Sunday, June 24, 2007

Justin


For two cycles of the moons I remained locked in despondency. Simba dead, his ashes swirled in the currents of the Nyoka, carried back to our beloved jungles. I became the personification of the negative connotations of my name.


It was not so much the question of honor that plagued me, although that certainly weighed heavily on my spirit. I scrutinized that puzzle from every conceivable angle until I had convinced myself that his actions, though tinged with the brashness of youth, were noble. His untimely death, amidst the premiere of his prodigious caste skills, was no stain on the venerable name of Storm. I took great comfort in that rationalization, but it could not erase the loss.

We were an unlikely pair, my half-brother and I. He was birthed by a mother who shunned me. His life in Shaba was vastly different from mine in the city, our paths rarely crossing until his sixteenth birthday when he chose to swear his allegiance to Schendi and returned to live in Storm Manor. Inexplicable forces drew us together, whether they were born of the old language we shared, or the circumstances of our proud lineage, we became as close as twins. His adherence to the old ways mirrored mine as though he leeched Drusilla’s catechism from me. The modern world was changing before our eyes and we, steadfast in our views, and despite our lofty status as scions of the Ubar, were loved best by each other.

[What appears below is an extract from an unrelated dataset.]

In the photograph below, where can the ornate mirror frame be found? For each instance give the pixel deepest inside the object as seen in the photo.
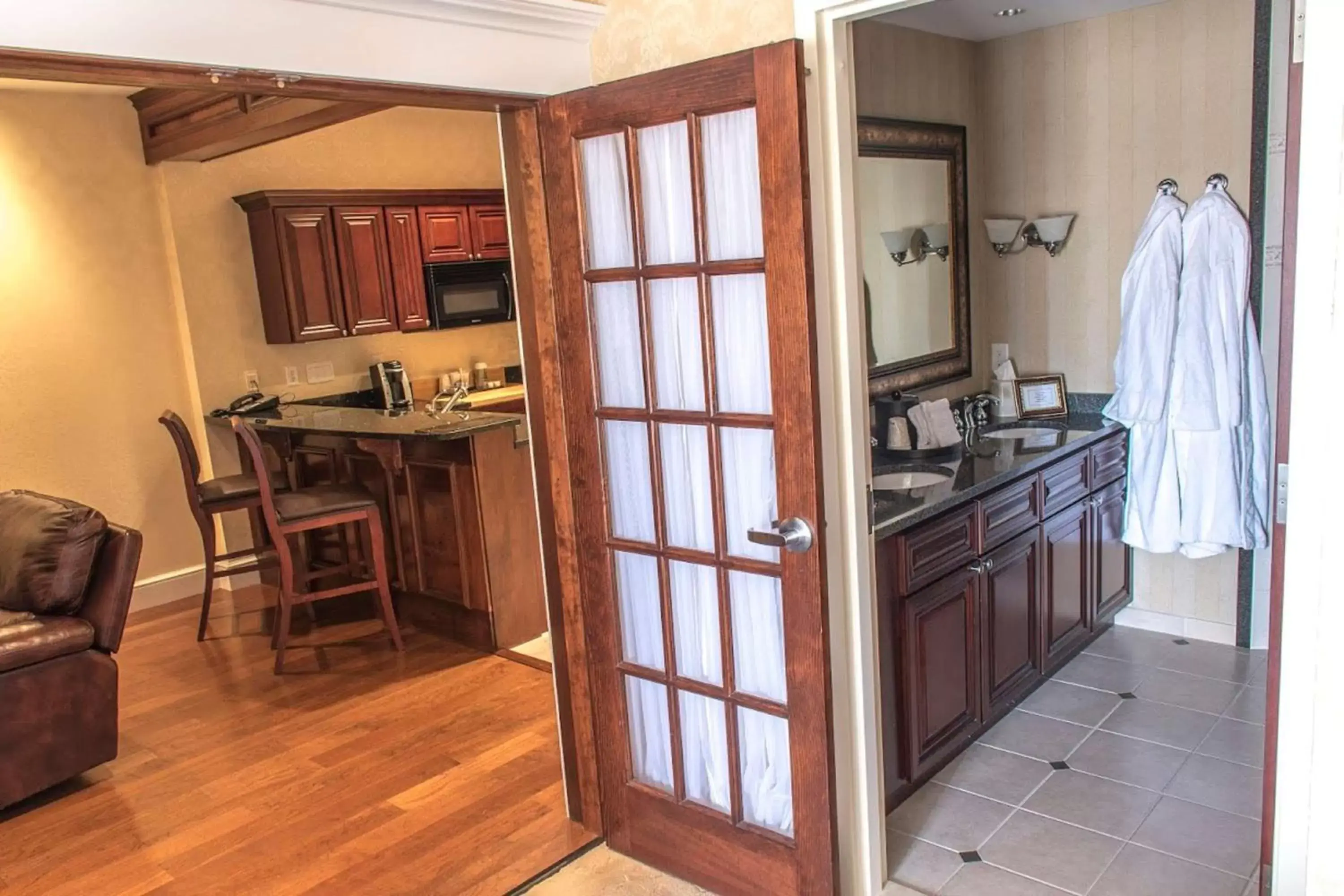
(894, 139)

But it was Justin who held the right of primogeniture. Many years my junior, it was he who was heir to the legacy of Abu. He was the man I should have been. That might have produced an abiding hatred in some women. I cannot deny that there were, in unguarded moments, fits of jealousy and regret. But I am vain enough to admit proudly that I developed instead a fierce protectiveness and affection that was returned in equal measure by my brother.

Months earlier, another companionship for Abu had stripped me of the title of Mistress of Storm Manor. Convinced it was the gracious thing to do, I removed myself from the manor and lodged in the small beach house on the estate Uncle Arioch had gifted to me on my twenty-fifth birthday. I remained there nursing my pride despite Abu’s impeachments. It was not until Abu, at the height of his grief during the pyre for his son, implored me to be at his side again, to be his solace in our shared bereavement.

Thus the long days of mourning passed, melancholy aggrandized in the selfish belief that the one person who loved me unconditionally, who accepted my rigidity, who, in fact, exalted it, was gone forever. I saw no one but Abu and the slaves sent to cajole me to eat and bathe.

The world did not stop revolving. Events I had no hand in nor gave thought to, little by little drew me back from solitude. A renaissance in Schendi could not be ignored. Hesitantly I emerged from the shroud of woe into the glaring light of Tor-tu-Gor, into the society where my duty required me. I like to think that, in breathing the acrid smoke from his pyre, I have taken Justin’s spirit inside me. I will nurture it every day of my life facing the world a better person for having his company if only a little while.

Na’kupenda, tiba Simba.


Oh, where have you been, my blue-eyed son?
Oh, where have you been, my darling young one?
I've stumbled on the side of twelve misty mountains,
I've walked and I've crawled on six crooked highways,
I've stepped in the middle of seven sad forests,
I've been out in front of a dozen dead oceans,
I've been ten thousand miles in the mouth of a graveyard,
And it's a hard, and it's a hard, it's a hard, and it's a hard,
And it's a hard rain's a-gonna fall.